Former Sen. Hart's Presidential Climate Action Project calls on Obama to bolster climate change legacy
The Presidential Climate Action Project (PCAP), a group co-chaired by former Democratic Colorado Sen. Gary Hart, issued the last of four reports on Monday outlining what President Barack Obama can do on the climate change and energy policy fronts after the failure by Congress to act in any meaningful way last session.
“As important as President Obama's achievements have been for health care and the economy, for example, he will be remembered most for what he did about global climate change,” PCAP Executive Director William Becker said in a release. “If the United States and the rest of the international community don't act aggressively, climate change will undo many of the accomplishments on which the president spent so much time and political capital during his first two years in office.”
Administered by Colorado-based Natural Capitalism Solutions, PCAP is a bipartisan nonprofit launched in 2007. Becker served in the U.S. Department of Energy during the administrations of Presidents George H.W. Bush, Bill Clinton and George W. Bush. Hart, a former presidential candidate, is currently a Wirth Chair professor at the University of Colorado-Denver.
Hart and PCAP in August urged Obama to use his executive order powers ahead of November's United Nations global climate change summit in Cancun, Mexico, after the U.S. Senate last session failed to pass any significant energy bills or even consider the cap-and-trade bill passed by the House.
“Even though Congress has decided not to take action on this matter in this calendar year, the president is going to have to represent the United States of America before the court of public opinion,” Hart said at the time. “We believe these actions in the form of executive orders and proclamations can demonstrate not only to Americans but to the world what leadership is.”
The group Monday underscored the national security and health benefits of building a “low-carbon economy,” which it maintains will help stabilize areas of the world that national security experts and former military analysts say will only become more volatile and deadly for Americans as the planet warms.

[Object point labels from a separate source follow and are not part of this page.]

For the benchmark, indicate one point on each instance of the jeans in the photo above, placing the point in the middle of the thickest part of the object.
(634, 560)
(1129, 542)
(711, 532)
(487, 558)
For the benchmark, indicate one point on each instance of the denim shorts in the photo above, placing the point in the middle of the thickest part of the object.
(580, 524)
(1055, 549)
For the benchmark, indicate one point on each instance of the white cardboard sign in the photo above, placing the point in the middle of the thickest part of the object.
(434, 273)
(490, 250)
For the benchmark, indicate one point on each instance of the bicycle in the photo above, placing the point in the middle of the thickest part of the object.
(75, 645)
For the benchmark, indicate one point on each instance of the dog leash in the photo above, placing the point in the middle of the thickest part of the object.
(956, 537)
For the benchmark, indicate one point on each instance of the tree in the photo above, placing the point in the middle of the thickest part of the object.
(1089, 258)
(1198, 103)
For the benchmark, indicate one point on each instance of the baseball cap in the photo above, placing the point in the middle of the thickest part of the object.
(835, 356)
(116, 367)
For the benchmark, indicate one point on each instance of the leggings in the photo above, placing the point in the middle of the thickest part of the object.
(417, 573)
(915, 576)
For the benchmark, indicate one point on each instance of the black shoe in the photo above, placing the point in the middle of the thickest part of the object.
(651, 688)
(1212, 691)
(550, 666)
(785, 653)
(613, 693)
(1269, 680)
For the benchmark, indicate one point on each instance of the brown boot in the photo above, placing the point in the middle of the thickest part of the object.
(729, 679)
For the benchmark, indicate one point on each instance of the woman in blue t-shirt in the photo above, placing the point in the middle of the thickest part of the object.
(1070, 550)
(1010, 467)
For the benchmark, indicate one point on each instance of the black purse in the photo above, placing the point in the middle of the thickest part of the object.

PCAP Monday did highlight some of the Obama administration's accomplishments on climate change, but the group's latest report outlines a laundry list of other actions the White House can take independent of what it terms congressional paralysis on the topic. Here's that list as outlined in a PCAP press release on Monday:
• Convene the nation's best minds to create policy roadmaps to a clean energy economy. Becker noted that although current law requires presidents to send Congress detailed national energy policy plans every two years, none has been done since 1998;
• Find new ways for the federal government to support climate action by states and local governments. Effective climate action will require active cooperation between all levels of government, Becker said;
• Continue using federal procurement, including the defense budget, to bolster markets for low-carbon goods and services;
• Take additional steps — for example, better management of land-based pollutants — to protect America's limited supplies of fresh water and the health of its ocean and coastal resources;
• Accelerate efforts to create a national climate adaptation plan. According to the PCAP report, many of the natural disasters occurring worldwide now are recognized by scientists, heads of state and leaders in the insurance industry as proof that climate disruption already is underway;
• Take the case for climate action directly to the American people and communicate a compelling vision of the nation's future.